Found via: Forever Young Adult
When I was 12 years old, I received my first Animorphs book (#2, The Visitor) in my Easter basket. Did my mom choose it because it was excellently reviewed, popular science fiction with a diverse and engaging cast of characters?
She picked it out because there was a girl turning into a cat on the cover, and I liked cats.
Since the Animorphs books aren't being re-printed until Spring 2011, I think 12-year-old-me would be getting The Turning: What Curiosity Kills for Christmas 2010. And the girls-turning-into-cats thing isn't even the only bit these two books have in common.
Having been adopted into an elite Manhattan family at a young age, all Mary wants to do is fit in. While her sister Octavia is outspoken and brash, Mary attempts to be normal and unassuming in every way possible - even if that means the boy she's crushing on hardly knows she exists. When she starts feeling tired all the time and having weird cravings, Mary can write that off as a growth spurt. But what about her sudden dislike of running water? And an amazing sense of smell? Oh, and the thick patch of orange hair that sprouted on her leg after a run in with the neighborhood stray?

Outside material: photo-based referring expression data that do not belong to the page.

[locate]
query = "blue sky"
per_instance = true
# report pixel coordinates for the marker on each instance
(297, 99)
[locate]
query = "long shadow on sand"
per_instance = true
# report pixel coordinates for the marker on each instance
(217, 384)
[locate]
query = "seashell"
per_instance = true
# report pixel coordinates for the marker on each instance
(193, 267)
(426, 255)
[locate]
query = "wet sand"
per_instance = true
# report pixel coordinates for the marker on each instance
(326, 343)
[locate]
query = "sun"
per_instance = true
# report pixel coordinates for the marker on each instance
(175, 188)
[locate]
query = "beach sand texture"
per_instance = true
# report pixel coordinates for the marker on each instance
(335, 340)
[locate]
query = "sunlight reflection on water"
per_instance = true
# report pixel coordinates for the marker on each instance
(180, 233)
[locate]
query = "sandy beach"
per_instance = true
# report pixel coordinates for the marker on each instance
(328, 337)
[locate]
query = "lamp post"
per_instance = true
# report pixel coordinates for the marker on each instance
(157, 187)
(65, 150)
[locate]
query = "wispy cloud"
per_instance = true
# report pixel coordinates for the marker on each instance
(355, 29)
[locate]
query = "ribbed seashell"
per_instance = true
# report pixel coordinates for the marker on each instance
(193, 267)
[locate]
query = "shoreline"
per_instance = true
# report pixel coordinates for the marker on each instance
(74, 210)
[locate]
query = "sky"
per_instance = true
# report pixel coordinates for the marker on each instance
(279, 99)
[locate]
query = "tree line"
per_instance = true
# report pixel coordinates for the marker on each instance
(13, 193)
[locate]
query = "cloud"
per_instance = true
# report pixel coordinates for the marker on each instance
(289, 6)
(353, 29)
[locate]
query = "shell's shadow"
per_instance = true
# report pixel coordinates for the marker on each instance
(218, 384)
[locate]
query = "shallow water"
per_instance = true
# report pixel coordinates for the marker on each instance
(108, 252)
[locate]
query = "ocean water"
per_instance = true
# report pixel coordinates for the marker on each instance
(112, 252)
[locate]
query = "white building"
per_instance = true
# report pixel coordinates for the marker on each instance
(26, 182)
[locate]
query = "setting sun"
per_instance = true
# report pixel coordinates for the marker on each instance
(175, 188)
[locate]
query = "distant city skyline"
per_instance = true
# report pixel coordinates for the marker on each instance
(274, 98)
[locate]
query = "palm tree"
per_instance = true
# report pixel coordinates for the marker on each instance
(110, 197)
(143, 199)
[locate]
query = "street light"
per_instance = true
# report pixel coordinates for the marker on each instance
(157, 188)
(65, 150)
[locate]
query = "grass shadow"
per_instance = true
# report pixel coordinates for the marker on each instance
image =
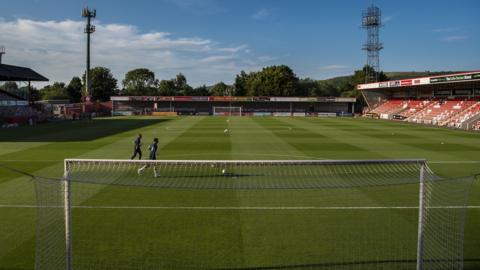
(70, 131)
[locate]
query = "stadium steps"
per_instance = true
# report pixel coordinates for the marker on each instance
(468, 113)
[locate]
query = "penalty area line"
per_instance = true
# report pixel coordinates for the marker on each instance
(244, 207)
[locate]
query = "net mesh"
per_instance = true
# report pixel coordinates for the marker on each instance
(251, 215)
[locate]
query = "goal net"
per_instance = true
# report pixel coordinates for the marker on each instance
(250, 215)
(227, 111)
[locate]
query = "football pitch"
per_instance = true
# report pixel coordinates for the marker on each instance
(228, 229)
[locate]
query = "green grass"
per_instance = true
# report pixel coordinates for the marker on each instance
(230, 238)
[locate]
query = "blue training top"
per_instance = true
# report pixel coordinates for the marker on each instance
(153, 150)
(138, 143)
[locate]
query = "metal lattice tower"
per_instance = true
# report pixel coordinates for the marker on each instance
(2, 52)
(89, 29)
(372, 21)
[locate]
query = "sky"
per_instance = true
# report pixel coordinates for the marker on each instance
(213, 40)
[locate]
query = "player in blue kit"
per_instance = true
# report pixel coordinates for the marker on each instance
(153, 156)
(138, 147)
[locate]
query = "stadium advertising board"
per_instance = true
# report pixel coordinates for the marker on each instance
(261, 98)
(281, 114)
(243, 98)
(200, 98)
(422, 81)
(405, 82)
(327, 115)
(182, 98)
(285, 99)
(455, 78)
(13, 103)
(262, 114)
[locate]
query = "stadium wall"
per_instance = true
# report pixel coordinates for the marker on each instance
(251, 106)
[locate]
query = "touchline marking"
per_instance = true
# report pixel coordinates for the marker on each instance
(244, 207)
(454, 162)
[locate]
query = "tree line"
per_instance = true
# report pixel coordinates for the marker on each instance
(277, 80)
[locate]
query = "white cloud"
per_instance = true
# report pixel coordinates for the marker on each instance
(240, 48)
(445, 30)
(261, 14)
(56, 49)
(455, 38)
(333, 67)
(203, 7)
(266, 58)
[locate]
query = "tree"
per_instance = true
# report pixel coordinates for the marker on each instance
(270, 81)
(102, 84)
(140, 82)
(240, 84)
(181, 85)
(221, 89)
(167, 88)
(274, 81)
(54, 92)
(74, 90)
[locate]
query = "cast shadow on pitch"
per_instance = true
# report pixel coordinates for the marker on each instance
(407, 264)
(75, 131)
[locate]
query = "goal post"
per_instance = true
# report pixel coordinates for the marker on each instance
(227, 111)
(250, 214)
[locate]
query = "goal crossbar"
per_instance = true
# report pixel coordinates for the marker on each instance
(440, 203)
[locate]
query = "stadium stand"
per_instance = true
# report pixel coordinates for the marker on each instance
(451, 100)
(476, 125)
(15, 110)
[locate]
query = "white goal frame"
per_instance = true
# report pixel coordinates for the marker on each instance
(67, 187)
(57, 198)
(226, 109)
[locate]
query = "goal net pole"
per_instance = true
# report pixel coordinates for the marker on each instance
(421, 217)
(68, 217)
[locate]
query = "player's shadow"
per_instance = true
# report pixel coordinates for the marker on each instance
(70, 131)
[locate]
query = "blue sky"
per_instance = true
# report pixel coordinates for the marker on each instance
(211, 40)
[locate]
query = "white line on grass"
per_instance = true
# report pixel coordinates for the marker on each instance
(245, 207)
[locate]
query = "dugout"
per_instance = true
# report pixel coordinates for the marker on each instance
(204, 105)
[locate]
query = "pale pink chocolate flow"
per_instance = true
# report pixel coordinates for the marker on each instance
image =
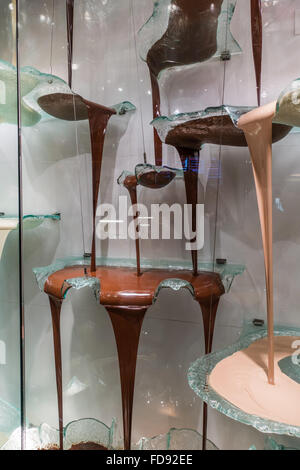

Mary is far from normal, it turns out. Bit by bit, she's transforming into a cat, at a time when there's a bit of a power struggle happening between different cat factions in New York City - and each side wants Mary to join them, when all Mary wants is to return to her normal life. Enlisting the aid of Octavia, who has some excellent research skills on top of her sauciness, Mary desperately searches for a way to end her turning before there's no turning back.
So aside from turning into a cat, what does this book have in common with Animorphs? The length. This book goes at a ridiculously quick pace, and it's one of the few stories that I wish were a hundred pages longer just so everything can be slightly more fleshed out. There are lots of details that are glossed over - like there are bits where cats will speak to Mary, with their dialog indicated in italics. It's never explained whether these cats are psychic and are putting fully formed phrases in Mary's head, or if maybe Mary is just translating cat behaviors into human speech. The ending is also quite abrupt, which is no problem if the next installment is coming out in a month or two, but leaves us hanging in the worst way when the wait between titles is indefinite (Google revealed nothing about book 2 of The Turning and Helen Ellis' website isn't the easiest to navigate. I'm not a fan of video blogs). This isn't a book with a cliff hanger ending - the climax finishes and then...the end. No denouement, no closure, and no real indication of what could happen next.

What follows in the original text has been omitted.